Quando gestiamo casa e spostamenti, spesso ci troviamo con domande concrete: quali interventi convengono davvero, quali permessi servono e come tutelarci se qualcosa va storto. Nel 2026 il quadro di agevolazioni e regole cambia di frequente, e il rischio è prendere decisioni basate su informazioni parziali. Il nostro obiettivo è trasformare questi dubbi in una checklist operativa, con priorità chiare e passaggi verificabili.
Sul fronte casa, il problema più comune è investire in impianti e lavori senza aver ridotto prima gli sprechi dell’involucro. L’isolamento termico (pareti, tetto, serramenti, ponti termici) spesso determina il vero salto di comfort e riduzione dei consumi. Noi consigliamo di partire da una valutazione energetica e da un piano lavori che eviti interventi “a pezzi” difficili da integrare.
Per chi guarda al fotovoltaico domestico, la soluzione non è scegliere solo in base ai kW installati, ma in base ai profili di consumo e agli obiettivi (autoconsumo, resilienza, contenimento bolletta). Una guida pratica include: esposizione e ombreggiamenti, spazio disponibile, tipologia di inverter, monitoraggio e garanzie. Inseriamo sempre una voce sul rumore/posizionamento e sull’accessibilità per manutenzione, aspetti trascurati ma determinanti.
L’accumulo energetico per abitazioni risolve soprattutto la discontinuità tra produzione diurna e consumi serali, ma va dimensionato con criteri realistici. Batteria troppo piccola riduce i benefici, troppo grande può allungare i tempi di rientro e aumentare complessità. Nel nostro approccio confrontiamo scenari stagionali, potenza di carica/scarica e compatibilità con eventuali carichi futuri (pompa di calore, piano a induzione, ricarica auto).
Una criticità frequente riguarda le pratiche edilizie e i permessi: tempi, documenti e responsabilità possono bloccare il progetto se non definiti prima. La soluzione è chiarire fin dall’inizio il titolo abilitativo necessario, la conformità urbanistica e l’eventuale vincolo paesaggistico o condominiale. Inoltre suggeriamo di mettere per iscritto ruoli e consegne tra tecnico, installatore e committente, così da ridurre contestazioni.
Quando emergono ritardi, difetti o divergenze su preventivi e varianti, la mediazione e la risoluzione delle dispute possono evitare contenziosi lunghi. Un percorso efficace parte da una raccolta ordinata di prove: contratto, SAL, foto, comunicazioni e schede tecniche. Noi valutiamo se è più utile un tentativo di accordo con perizia tecnica, una mediazione formale o una negoziazione assistita, in base al rapporto costi/tempi e all’obiettivo finale.

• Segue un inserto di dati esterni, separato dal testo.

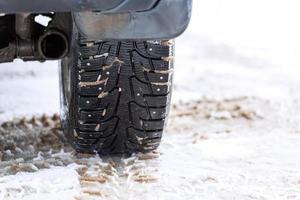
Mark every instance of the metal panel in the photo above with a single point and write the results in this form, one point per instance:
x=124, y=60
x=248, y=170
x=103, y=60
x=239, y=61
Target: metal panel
x=167, y=20
x=14, y=6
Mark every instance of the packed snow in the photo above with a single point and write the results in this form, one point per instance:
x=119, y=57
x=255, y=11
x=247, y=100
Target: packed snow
x=233, y=130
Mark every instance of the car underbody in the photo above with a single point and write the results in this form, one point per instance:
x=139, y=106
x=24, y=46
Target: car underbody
x=24, y=38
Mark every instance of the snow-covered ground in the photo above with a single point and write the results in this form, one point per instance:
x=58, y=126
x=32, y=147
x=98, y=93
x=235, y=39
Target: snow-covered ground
x=233, y=131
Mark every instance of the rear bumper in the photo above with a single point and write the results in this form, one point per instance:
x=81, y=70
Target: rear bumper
x=15, y=6
x=168, y=19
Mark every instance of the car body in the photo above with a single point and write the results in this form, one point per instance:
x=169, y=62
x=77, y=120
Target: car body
x=115, y=19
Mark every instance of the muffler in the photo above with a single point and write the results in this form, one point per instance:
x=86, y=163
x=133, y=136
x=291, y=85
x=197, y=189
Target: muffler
x=53, y=45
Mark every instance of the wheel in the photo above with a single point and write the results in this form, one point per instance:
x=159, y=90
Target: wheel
x=115, y=95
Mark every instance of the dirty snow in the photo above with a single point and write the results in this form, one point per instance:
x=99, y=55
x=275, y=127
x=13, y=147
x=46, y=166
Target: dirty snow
x=233, y=131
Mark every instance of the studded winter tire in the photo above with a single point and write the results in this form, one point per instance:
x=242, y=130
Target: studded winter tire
x=115, y=95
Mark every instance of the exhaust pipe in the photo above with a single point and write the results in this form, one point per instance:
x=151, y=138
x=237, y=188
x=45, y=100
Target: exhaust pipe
x=53, y=45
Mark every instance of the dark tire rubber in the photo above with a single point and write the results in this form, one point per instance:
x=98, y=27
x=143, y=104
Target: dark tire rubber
x=116, y=95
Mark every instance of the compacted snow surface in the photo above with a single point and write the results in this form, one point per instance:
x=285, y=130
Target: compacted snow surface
x=233, y=130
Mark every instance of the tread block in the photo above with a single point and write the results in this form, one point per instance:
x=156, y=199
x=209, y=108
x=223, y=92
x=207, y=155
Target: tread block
x=148, y=112
x=144, y=134
x=92, y=64
x=160, y=88
x=157, y=101
x=91, y=103
x=149, y=125
x=91, y=116
x=90, y=76
x=93, y=90
x=87, y=51
x=158, y=77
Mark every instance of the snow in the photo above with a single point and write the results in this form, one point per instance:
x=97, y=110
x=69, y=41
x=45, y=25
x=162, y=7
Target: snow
x=233, y=132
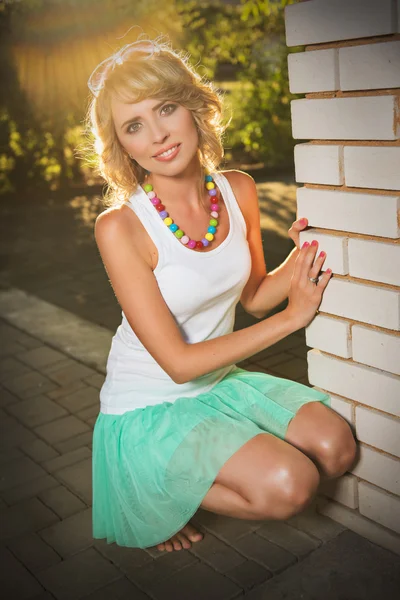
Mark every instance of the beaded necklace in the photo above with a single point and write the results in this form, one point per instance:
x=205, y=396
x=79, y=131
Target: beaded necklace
x=186, y=241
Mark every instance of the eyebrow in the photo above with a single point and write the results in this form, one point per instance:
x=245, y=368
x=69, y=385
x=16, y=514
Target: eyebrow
x=157, y=106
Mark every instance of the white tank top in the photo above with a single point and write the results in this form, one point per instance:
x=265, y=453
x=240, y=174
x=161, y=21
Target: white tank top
x=201, y=289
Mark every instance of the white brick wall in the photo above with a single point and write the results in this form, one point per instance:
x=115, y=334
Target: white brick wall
x=370, y=214
x=366, y=385
x=376, y=261
x=375, y=348
x=359, y=118
x=314, y=21
x=372, y=167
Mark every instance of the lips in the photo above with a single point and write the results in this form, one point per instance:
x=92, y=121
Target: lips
x=165, y=150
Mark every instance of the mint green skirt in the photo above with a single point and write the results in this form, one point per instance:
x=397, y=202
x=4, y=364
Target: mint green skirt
x=153, y=466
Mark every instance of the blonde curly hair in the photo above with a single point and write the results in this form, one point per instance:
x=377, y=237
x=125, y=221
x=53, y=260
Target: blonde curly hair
x=167, y=75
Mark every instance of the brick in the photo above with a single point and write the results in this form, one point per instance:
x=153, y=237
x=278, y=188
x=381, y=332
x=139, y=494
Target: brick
x=370, y=214
x=366, y=385
x=199, y=581
x=297, y=542
x=370, y=66
x=19, y=471
x=315, y=71
x=40, y=357
x=61, y=501
x=16, y=581
x=372, y=167
x=330, y=335
x=378, y=430
x=376, y=261
x=78, y=576
x=29, y=489
x=343, y=489
x=80, y=399
x=318, y=163
x=39, y=451
x=33, y=552
x=356, y=118
x=65, y=460
x=37, y=411
x=317, y=22
x=367, y=303
x=26, y=517
x=270, y=556
x=78, y=479
x=61, y=429
x=378, y=505
x=378, y=468
x=71, y=535
x=376, y=349
x=353, y=520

Sul versante tutela consumatori e reclami, il problema è spesso la mancanza di una procedura chiara: si inviano messaggi informali e si perde tracciabilità. La soluzione è un reclamo scritto con richieste specifiche (ripristino, sostituzione, riduzione prezzo, tempi) e allegati essenziali, inviato con canali che attestino la consegna. Consigliamo anche di verificare garanzie legali e commerciali e di evitare interventi di terzi che possano complicare l’attribuzione delle responsabilità senza accordo preventivo.
Per chi viaggia, la difficoltà principale è sapere come accedere a cure appropriate senza sprechi di tempo e costi inattesi. Una buona preparazione include: elenco farmaci, prescrizioni, patologie rilevanti e contatti d’emergenza, oltre a verificare le regole di assistenza sanitaria nel Paese di destinazione. Noi invitiamo a identificare prima della partenza strutture convenzionate o canali di teleassistenza, quando disponibili e appropriati.
Assicurazione viaggio e salute: il problema tipico è scoprire esclusioni o massimali solo quando serve. La soluzione è leggere condizioni e definizioni (preesistenze, sport, franchigie, assistenza h24) e confrontarle con l’itinerario reale e i rischi plausibili. Suggeriamo di conservare ricevute e referti e di seguire le procedure di contatto indicate in polizza, perché spesso determinano la rimborsabilità delle spese.